Una domenica parigina qualunque
È una domenica qualunque di novembre, lenta e fredda. Qualunque per me, alle pendici di un monte a 1300 metri sul livello del mare. Un pelo meno qualunque per due umani che a migliaia di chilometri da qui, in terre francesi, si stanno rimpallando a vicenda una pallina gialla, grande come uno di quei pomi antichi e poco pregiati, a velocità proibitive.

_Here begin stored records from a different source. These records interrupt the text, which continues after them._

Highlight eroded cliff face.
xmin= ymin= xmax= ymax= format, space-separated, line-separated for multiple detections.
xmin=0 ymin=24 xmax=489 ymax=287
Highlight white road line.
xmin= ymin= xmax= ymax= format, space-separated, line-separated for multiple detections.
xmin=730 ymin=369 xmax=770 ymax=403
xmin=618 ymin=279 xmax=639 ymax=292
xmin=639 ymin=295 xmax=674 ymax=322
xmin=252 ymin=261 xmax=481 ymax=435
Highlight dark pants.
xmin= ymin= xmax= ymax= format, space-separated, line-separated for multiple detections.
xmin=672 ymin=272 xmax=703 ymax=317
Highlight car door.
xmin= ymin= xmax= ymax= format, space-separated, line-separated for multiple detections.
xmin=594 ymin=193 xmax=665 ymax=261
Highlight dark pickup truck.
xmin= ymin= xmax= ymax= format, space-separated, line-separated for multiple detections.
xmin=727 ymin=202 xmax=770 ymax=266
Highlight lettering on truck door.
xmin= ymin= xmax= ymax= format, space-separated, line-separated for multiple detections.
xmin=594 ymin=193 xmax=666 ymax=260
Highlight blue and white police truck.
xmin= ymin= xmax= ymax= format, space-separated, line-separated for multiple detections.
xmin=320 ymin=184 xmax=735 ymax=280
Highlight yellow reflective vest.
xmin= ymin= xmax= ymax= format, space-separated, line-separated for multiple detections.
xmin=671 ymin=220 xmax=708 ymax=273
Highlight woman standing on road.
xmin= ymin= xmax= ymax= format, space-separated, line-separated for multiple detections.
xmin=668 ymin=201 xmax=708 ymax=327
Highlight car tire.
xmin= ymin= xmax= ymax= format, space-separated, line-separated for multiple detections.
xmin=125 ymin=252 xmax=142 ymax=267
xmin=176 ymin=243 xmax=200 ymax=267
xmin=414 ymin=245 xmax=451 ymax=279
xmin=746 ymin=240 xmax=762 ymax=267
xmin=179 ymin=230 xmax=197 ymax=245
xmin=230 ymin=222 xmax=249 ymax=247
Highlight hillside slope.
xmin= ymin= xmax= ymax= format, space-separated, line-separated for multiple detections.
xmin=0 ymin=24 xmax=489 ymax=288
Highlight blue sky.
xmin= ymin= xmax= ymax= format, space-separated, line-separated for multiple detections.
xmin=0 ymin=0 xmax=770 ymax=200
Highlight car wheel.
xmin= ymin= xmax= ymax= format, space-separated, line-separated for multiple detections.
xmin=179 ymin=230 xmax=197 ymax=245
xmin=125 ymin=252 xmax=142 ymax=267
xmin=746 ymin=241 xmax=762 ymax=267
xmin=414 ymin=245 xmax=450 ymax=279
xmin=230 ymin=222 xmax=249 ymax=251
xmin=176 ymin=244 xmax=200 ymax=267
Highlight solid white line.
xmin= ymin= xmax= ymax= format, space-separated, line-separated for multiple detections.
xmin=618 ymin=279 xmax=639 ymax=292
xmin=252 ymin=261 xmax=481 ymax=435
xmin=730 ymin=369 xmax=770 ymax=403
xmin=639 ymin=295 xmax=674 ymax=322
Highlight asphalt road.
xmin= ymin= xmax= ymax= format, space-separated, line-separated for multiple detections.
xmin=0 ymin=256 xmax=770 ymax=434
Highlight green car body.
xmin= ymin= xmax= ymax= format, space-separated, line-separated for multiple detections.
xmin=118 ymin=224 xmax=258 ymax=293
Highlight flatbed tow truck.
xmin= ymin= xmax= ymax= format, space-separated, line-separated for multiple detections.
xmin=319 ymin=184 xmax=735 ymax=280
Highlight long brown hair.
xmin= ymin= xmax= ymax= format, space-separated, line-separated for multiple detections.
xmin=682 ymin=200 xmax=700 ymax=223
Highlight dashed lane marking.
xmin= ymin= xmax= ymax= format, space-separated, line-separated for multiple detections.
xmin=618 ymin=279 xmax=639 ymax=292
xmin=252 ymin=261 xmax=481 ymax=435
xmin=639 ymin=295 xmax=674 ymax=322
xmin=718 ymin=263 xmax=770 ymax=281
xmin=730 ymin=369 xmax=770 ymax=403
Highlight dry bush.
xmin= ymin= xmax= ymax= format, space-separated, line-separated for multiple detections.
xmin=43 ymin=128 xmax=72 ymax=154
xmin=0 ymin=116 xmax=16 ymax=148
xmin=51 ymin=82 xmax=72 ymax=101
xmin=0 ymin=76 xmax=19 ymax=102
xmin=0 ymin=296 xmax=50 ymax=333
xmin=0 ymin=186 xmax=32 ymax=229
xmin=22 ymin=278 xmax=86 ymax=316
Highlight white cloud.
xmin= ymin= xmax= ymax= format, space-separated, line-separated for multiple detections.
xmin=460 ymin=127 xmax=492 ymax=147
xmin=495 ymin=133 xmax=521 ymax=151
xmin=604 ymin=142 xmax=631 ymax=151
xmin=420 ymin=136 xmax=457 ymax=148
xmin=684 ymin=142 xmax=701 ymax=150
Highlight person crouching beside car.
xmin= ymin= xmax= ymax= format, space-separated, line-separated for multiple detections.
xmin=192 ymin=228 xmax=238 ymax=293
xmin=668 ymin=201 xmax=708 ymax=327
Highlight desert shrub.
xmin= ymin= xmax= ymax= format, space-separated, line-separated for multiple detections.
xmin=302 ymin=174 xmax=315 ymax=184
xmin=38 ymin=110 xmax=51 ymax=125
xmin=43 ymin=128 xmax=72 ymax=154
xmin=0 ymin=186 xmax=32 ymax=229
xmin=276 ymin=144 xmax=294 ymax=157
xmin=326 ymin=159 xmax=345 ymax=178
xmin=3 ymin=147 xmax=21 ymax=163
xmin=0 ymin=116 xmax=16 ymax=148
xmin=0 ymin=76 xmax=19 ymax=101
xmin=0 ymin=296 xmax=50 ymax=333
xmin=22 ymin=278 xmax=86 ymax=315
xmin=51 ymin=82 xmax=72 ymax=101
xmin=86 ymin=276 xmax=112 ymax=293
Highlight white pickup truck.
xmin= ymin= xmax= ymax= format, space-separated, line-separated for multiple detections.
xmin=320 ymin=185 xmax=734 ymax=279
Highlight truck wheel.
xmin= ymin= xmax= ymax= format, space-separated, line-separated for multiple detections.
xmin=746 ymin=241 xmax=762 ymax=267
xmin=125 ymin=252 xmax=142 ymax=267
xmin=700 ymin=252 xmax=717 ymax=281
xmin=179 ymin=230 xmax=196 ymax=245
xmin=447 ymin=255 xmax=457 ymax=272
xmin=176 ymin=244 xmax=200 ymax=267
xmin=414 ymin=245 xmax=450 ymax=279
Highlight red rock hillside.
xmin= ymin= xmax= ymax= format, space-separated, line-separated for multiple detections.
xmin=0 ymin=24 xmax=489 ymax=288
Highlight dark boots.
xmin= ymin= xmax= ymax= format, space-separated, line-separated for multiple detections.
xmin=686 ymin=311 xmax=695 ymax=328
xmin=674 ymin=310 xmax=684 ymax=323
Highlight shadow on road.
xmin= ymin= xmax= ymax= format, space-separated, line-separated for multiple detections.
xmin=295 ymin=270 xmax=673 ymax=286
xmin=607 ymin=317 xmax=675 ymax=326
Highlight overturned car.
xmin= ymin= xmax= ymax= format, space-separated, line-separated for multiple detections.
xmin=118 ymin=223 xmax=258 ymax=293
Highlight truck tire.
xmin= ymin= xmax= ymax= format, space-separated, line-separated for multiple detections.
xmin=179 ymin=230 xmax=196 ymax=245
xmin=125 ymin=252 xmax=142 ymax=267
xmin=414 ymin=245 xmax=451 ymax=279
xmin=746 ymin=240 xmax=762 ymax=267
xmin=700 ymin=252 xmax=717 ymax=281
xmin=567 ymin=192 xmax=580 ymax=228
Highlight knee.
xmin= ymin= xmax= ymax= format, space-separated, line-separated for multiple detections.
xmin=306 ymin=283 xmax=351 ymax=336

Che sport anomalo il tennis se preso nella sua banalità: due persone si trovano separate da una rete, su una superficie variabile, e cercano di non far prendere la sfera all’avversario. L’unico modo per mandare la sfera nell’altro campo? Un’estensione corporea di carbonio di diversi centimetri, leggerissima. Non si fa altro che sventagliare questo attrezzo, che con le sue corde urta una sfera pelosa gialla di nylon. Estensioni corporee di carbonio che oggi, con l’atletismo di certi umani, somigliano sempre più a moderni trabucchi da guerra o fionde raffinatissime, capaci di variare angolazioni e traiettorie anche solo di pochi millimetri.
Continua il racconto.
- di Luca Vanelli
Prima regola di Substack, mai parlare di Substack. Quel monello di Chuck Palahniuk userà proprio questa piattaforma che tanto ci fa divertire per far uscire a puntate “Greener Pastures”, il suo prossimo romanzo. Per leggerlo bisognerà pagare sei dollari al mese o 40 in un anno. Lo scrittore ospiterà anche lezioni di stile, riflessioni e pagine di aneddoti personali, oltre ai racconti degli allievi dei suoi corsi di scrittura. Beh, che dire.

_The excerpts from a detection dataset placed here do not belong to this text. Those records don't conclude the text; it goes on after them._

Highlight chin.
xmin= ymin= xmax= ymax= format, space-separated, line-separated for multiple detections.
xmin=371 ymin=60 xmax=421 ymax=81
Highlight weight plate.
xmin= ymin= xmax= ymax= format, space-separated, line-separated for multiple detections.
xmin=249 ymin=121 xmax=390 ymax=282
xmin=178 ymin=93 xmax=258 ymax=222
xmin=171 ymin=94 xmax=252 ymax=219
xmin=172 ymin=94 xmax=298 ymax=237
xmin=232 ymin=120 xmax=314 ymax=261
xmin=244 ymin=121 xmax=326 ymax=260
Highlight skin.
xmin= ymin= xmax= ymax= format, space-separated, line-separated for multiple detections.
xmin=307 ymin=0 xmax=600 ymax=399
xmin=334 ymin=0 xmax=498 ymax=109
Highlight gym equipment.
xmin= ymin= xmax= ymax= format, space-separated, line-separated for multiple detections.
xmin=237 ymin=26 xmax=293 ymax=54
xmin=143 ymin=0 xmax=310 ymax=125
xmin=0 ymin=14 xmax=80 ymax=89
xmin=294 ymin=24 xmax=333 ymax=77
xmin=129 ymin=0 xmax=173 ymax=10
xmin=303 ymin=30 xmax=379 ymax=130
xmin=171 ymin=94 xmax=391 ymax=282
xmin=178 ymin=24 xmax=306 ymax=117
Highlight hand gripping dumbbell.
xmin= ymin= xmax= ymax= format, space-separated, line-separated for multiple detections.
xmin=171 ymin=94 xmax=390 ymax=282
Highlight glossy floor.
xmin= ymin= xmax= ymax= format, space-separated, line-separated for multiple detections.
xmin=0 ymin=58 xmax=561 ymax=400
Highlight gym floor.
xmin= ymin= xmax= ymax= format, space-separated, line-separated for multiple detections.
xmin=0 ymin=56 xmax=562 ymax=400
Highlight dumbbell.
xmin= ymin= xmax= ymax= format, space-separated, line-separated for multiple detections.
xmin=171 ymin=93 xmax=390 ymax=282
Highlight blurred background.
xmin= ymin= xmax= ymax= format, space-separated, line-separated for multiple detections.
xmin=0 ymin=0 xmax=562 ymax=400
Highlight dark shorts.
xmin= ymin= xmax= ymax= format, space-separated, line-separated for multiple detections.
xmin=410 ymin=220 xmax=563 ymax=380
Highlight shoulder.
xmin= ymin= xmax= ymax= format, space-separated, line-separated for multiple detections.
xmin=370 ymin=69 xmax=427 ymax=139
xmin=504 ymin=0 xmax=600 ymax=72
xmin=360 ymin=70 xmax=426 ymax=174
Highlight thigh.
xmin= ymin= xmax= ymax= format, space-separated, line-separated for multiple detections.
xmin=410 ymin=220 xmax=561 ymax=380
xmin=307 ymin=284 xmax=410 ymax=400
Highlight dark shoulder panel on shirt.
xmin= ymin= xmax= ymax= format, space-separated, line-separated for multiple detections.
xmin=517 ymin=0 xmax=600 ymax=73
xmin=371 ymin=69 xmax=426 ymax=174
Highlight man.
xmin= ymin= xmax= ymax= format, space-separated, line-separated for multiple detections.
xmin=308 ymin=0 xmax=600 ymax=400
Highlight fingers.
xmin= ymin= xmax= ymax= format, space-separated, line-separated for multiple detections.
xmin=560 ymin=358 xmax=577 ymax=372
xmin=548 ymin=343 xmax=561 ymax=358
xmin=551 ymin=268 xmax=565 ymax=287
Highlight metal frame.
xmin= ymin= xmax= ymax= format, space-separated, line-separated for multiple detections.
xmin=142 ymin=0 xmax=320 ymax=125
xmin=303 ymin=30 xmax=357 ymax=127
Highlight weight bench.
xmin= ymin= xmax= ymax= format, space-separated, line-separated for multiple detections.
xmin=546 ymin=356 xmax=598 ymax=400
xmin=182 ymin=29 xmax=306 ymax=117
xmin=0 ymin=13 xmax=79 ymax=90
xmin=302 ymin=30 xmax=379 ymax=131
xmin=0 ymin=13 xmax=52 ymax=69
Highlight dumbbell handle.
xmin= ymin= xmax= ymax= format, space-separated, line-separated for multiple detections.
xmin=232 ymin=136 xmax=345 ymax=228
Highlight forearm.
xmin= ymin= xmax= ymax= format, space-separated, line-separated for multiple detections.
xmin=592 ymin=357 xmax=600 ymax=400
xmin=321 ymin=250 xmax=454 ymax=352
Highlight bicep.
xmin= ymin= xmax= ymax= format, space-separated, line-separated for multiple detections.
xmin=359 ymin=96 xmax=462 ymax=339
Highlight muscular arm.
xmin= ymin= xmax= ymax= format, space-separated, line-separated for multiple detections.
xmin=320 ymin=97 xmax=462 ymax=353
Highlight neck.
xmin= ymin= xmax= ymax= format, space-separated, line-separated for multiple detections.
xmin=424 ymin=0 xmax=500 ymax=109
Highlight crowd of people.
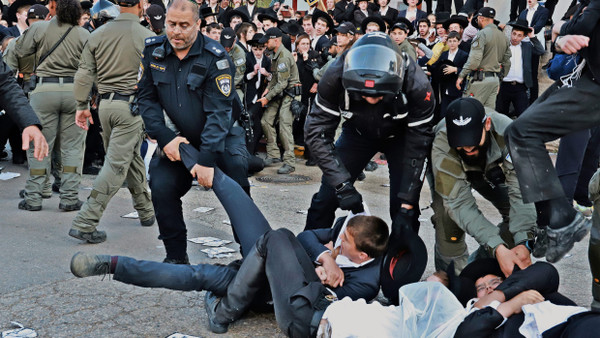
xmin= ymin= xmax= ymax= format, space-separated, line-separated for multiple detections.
xmin=0 ymin=0 xmax=600 ymax=337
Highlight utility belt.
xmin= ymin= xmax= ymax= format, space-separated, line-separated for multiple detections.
xmin=469 ymin=69 xmax=498 ymax=82
xmin=100 ymin=93 xmax=140 ymax=116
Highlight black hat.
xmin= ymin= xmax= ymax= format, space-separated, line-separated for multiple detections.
xmin=380 ymin=225 xmax=427 ymax=305
xmin=446 ymin=97 xmax=486 ymax=148
xmin=312 ymin=11 xmax=333 ymax=34
xmin=258 ymin=27 xmax=283 ymax=44
xmin=477 ymin=7 xmax=496 ymax=19
xmin=435 ymin=12 xmax=450 ymax=26
xmin=223 ymin=9 xmax=250 ymax=27
xmin=258 ymin=13 xmax=279 ymax=26
xmin=446 ymin=261 xmax=477 ymax=306
xmin=27 ymin=4 xmax=50 ymax=20
xmin=246 ymin=33 xmax=264 ymax=46
xmin=281 ymin=22 xmax=304 ymax=36
xmin=360 ymin=15 xmax=386 ymax=33
xmin=146 ymin=5 xmax=165 ymax=30
xmin=507 ymin=19 xmax=532 ymax=34
xmin=6 ymin=0 xmax=37 ymax=25
xmin=220 ymin=27 xmax=235 ymax=48
xmin=443 ymin=15 xmax=469 ymax=30
xmin=334 ymin=21 xmax=356 ymax=35
xmin=390 ymin=18 xmax=415 ymax=36
xmin=200 ymin=6 xmax=219 ymax=19
xmin=460 ymin=258 xmax=504 ymax=285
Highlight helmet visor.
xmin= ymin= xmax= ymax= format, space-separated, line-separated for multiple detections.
xmin=344 ymin=45 xmax=403 ymax=78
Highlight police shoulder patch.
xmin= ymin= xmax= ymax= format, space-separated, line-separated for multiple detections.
xmin=215 ymin=74 xmax=231 ymax=96
xmin=216 ymin=59 xmax=229 ymax=70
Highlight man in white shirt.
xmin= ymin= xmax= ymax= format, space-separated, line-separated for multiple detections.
xmin=496 ymin=19 xmax=544 ymax=117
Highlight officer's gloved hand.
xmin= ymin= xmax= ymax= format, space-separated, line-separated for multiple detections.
xmin=335 ymin=182 xmax=365 ymax=214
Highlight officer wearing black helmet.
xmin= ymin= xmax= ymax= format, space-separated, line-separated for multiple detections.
xmin=305 ymin=32 xmax=435 ymax=241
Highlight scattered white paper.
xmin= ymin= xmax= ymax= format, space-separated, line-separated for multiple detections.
xmin=121 ymin=211 xmax=140 ymax=219
xmin=0 ymin=171 xmax=21 ymax=181
xmin=200 ymin=247 xmax=235 ymax=258
xmin=194 ymin=207 xmax=215 ymax=213
xmin=2 ymin=322 xmax=37 ymax=338
xmin=167 ymin=332 xmax=200 ymax=338
xmin=188 ymin=237 xmax=231 ymax=247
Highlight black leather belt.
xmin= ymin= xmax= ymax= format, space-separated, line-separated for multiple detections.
xmin=100 ymin=93 xmax=134 ymax=102
xmin=38 ymin=77 xmax=73 ymax=83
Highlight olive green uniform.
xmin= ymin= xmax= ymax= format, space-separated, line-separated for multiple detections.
xmin=431 ymin=109 xmax=536 ymax=271
xmin=15 ymin=18 xmax=90 ymax=206
xmin=458 ymin=24 xmax=511 ymax=109
xmin=3 ymin=38 xmax=62 ymax=196
xmin=73 ymin=13 xmax=155 ymax=232
xmin=398 ymin=39 xmax=417 ymax=61
xmin=229 ymin=43 xmax=246 ymax=102
xmin=260 ymin=45 xmax=300 ymax=167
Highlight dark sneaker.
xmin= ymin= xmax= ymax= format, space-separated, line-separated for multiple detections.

C’è qualcosa di molto sbagliato in quello che abbiamo fatto di noi stessi. Siamo diventati una civiltà basata sul lavoro: nemmeno poi «lavoro produttivo», ma lavoro come fine e significato in sé. Siamo arrivati al punto di credere che uomini e donne che non lavorano quanto dovrebbero o che sono impegnate in occupazioni che non amano particolarmente siano cattive persone, che non meritano amore, cura o assistenza da parte della comunità. È come se avessimo collettivamente acconsentito al nostro stesso asservimento. Quando ci rendiamo conto che per la metà del tempo siamo impegnati in attività del tutto prive di significato o perfino controproducenti – in genere agli ordini di una persona che non ci piace –, la prima reazione politica consiste nel ribollire di risentimento perché altre persone potrebbero non essere cadute nella medesima trappola. Di conseguenza odio, rancore e sospetto sono diventati il collante che tiene assieme la società. È una situazione disastrosa, che mi auguro possa finire.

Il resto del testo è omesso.